Nursing Diagnosis for Conjunctivitis

  1. Acute pain related to inflammation of the conjunctiva.
  2. Anxiety related to lack of knowledge about the disease process.
  3. Risk of spread of infection associated with inflammatory processes.
  4. Impaired self-concept (body image decreases) related to the change of the eyelids (swelling / edema).
  5. Risk for injury related to limited vision.


Nursing Diagnosis Self-Care Deficit - Nursing Care Plan Stroke

Nursing Diagnosis Self-Care Deficit - Nursing Care Plan Stroke

Stroke Definition :

That stroke is a disease affects the blood vessels That blood supply to the brain. Without blood to supply oxygen and Nutrients and to remove waste products, brain cells begin to die Quickly. Stroke is Sometimes Called a "brain attack. Stroke is a medical emergency and can cause permanent neurological damage or even death if not promptly diagnosed and treated.

The cause of stroke is an interruption in the blood supply, with a resulting depletion of oxygen and glucose in the affected area.

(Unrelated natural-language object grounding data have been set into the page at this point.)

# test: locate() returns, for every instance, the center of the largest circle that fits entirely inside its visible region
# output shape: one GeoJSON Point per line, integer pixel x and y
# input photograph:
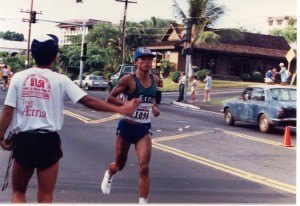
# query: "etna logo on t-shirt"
{"type": "Point", "coordinates": [35, 87]}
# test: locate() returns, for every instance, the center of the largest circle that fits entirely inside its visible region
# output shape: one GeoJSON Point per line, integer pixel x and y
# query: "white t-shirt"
{"type": "Point", "coordinates": [38, 98]}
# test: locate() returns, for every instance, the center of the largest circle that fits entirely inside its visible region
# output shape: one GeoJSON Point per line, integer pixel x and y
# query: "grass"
{"type": "Point", "coordinates": [170, 86]}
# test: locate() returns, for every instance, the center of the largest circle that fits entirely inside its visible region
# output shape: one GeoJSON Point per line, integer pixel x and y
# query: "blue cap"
{"type": "Point", "coordinates": [142, 52]}
{"type": "Point", "coordinates": [45, 45]}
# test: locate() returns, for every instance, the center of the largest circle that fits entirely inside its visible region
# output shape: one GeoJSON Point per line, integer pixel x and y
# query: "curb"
{"type": "Point", "coordinates": [188, 106]}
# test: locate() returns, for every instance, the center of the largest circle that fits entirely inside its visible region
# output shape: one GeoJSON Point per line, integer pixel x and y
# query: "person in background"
{"type": "Point", "coordinates": [135, 129]}
{"type": "Point", "coordinates": [284, 74]}
{"type": "Point", "coordinates": [181, 83]}
{"type": "Point", "coordinates": [269, 75]}
{"type": "Point", "coordinates": [5, 73]}
{"type": "Point", "coordinates": [194, 88]}
{"type": "Point", "coordinates": [33, 109]}
{"type": "Point", "coordinates": [208, 86]}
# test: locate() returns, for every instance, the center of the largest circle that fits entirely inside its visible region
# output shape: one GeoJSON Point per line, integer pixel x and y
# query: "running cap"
{"type": "Point", "coordinates": [45, 45]}
{"type": "Point", "coordinates": [142, 52]}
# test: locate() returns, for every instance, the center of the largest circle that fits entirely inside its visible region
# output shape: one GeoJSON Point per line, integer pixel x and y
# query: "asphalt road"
{"type": "Point", "coordinates": [196, 159]}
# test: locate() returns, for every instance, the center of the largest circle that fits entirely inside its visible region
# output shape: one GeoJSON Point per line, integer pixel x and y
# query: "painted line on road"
{"type": "Point", "coordinates": [235, 134]}
{"type": "Point", "coordinates": [233, 171]}
{"type": "Point", "coordinates": [180, 136]}
{"type": "Point", "coordinates": [90, 121]}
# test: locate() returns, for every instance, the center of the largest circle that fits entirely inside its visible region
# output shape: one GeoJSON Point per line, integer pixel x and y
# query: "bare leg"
{"type": "Point", "coordinates": [121, 151]}
{"type": "Point", "coordinates": [47, 180]}
{"type": "Point", "coordinates": [143, 152]}
{"type": "Point", "coordinates": [20, 180]}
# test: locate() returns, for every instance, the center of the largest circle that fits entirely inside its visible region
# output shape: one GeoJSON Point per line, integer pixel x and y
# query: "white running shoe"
{"type": "Point", "coordinates": [106, 183]}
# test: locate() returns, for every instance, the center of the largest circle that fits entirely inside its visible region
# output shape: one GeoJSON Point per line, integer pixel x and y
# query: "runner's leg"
{"type": "Point", "coordinates": [46, 181]}
{"type": "Point", "coordinates": [121, 152]}
{"type": "Point", "coordinates": [20, 179]}
{"type": "Point", "coordinates": [143, 152]}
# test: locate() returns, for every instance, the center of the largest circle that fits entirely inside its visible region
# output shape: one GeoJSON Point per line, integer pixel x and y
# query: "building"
{"type": "Point", "coordinates": [279, 22]}
{"type": "Point", "coordinates": [255, 52]}
{"type": "Point", "coordinates": [75, 27]}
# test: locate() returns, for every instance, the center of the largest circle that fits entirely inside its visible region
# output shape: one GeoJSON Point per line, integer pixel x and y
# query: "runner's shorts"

This reduces or abolishes IMMEDIATELY neuronal function, and also initiates the ischemic cascade the which Causes neurons to die or Be Seriously Damaged, Further impairing brain function.

Self-Care Deficit Nursing Nanda Diagnosis Definition:

Impaired ability to perform or complete activities of daily living, Such as feeding, dressing, bathing, toileting.

The nurse may encounter the patient with a self-care deficit in the hospital or in the community.

Nursing Diagnosis Self-Care Deficit - Nursing Care Plan Stroke

related to weakness, neuromuscular disorders, decreased muscle strength, decreased muscle coordination, depression, pain, damage to the perception

Goal: The ability to care for self-rising

Expected outcomes:

a. Demonstrating changes in lifestyle to meet the needs of daily living

b. Perform self-care according to ability

c. Identify and utilize sources of aid


Nursing Interventions Self-Care Deficit Nursing Care Plan for Stroke

1. Monitor the client's skill level in caring for themselves

2. Provide assistance to the needs that really need it

3. Create an environment that allows clients to perform ADLs independently

4. Involve the family in helping clients

5. Client's motivation to perform ADLs according to ability

6. Provide aids themselves when possible

7. Collaboration: plug the DC if necessary, consultation with a occupational or physiotherapy.